2017 kam Kassier in die engere Auswahl des »From Selfie to Self-Expression«-Wettbewerbs der Saatchi Gallery in London und stellte im darauffolgenden Jahr unter anderem im NRWForum Düsseldorf zusammen mit Signe Pierce »On the internet, nobody knows you’re a performance artist«, bei EIGEN + ART Lab in Berlin und Ruttkowski; 68 in Paris aus.
2018 schloss Kassier sein Medienkunststudium mit Auszeichnung an der Kunsthochschule Köln ab, an der er unter anderem bei Mischa Kuball und Johannes Wohnseifer lernte. Diese beeindruckten ihn und prägten seine kreative Arbeit nachhaltig. Im selben Jahr erschien »Mindstate Malibu«, eine Anthologie über soziale Medien und Kritik, bei der Kassier als Mitherausgeber auftrat. Das Werk beinhaltet neben Beiträgen unter anderem von Rafael Horzon, Anika Meier und Kurt Prödel, Fotos von Signe Pierce und Kassier.

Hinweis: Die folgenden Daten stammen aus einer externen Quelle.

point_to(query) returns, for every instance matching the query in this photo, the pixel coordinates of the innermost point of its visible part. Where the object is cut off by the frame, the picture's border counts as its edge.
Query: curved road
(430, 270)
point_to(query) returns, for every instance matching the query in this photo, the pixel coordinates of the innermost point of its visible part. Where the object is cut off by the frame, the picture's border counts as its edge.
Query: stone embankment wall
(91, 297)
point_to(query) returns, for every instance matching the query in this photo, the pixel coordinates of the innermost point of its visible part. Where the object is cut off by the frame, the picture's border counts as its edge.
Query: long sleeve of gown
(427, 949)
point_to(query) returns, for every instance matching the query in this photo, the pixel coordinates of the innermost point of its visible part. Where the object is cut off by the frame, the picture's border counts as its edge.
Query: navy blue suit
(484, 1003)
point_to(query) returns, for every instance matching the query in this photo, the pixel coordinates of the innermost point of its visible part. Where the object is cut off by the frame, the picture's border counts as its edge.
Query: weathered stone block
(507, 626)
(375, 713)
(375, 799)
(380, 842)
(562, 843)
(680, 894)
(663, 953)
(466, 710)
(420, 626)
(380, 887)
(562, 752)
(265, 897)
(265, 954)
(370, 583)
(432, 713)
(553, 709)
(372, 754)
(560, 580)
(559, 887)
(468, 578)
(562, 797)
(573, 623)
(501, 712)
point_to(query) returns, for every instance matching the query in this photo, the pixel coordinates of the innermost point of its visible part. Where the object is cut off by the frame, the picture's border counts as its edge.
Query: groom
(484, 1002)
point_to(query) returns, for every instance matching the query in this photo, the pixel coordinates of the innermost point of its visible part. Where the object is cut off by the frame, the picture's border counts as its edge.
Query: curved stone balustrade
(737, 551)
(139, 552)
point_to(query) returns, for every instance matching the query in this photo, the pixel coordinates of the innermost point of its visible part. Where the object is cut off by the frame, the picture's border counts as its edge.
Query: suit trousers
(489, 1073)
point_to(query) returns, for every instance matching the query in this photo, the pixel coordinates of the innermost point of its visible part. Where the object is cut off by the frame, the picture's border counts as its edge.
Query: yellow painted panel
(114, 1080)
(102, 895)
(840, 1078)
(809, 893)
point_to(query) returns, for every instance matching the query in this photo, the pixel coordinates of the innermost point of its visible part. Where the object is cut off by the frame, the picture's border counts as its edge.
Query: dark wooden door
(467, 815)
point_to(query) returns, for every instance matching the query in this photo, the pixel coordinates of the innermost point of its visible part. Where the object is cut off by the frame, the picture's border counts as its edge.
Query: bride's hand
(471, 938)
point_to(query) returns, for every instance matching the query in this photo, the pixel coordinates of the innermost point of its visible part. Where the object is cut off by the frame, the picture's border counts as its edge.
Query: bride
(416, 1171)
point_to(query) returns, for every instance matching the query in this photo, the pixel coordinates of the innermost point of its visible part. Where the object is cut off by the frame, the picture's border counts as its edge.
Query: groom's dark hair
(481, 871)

2019 wurde seine andauernde Werkreihe »How To Take A Selfie«, in der Kassier Vorstellungen und Ausdrucksformen von Männlichkeit im 21. Jahrhundert reflektiert und dabei selbstironisch determinierte Männerrollen und Geschlechterklischees hinterfragt, am Goethe Institut in Baku, Aserbaidschan, ausgestellt. Für seine Arbeit »Success Is Just A Smile Away«, erschuf Kassier einen Alter Ego, der ihn als wohlhabenden, von Erfolg und Geld getriebenen businessman zeigt. Darin verkörpert er ironisch die Narrative von Reichtum und Glück in der spätkapitalistischen Gesellschaft. EinTeil dieser Arbeit wurde im September 2019 in Biel gezeigt.
Neben Fotografien produziert er auch Videos, Installationen, Skulpturen und Performances.
Andy Kassier arbeitet und lebt seit 2018 in Berlin.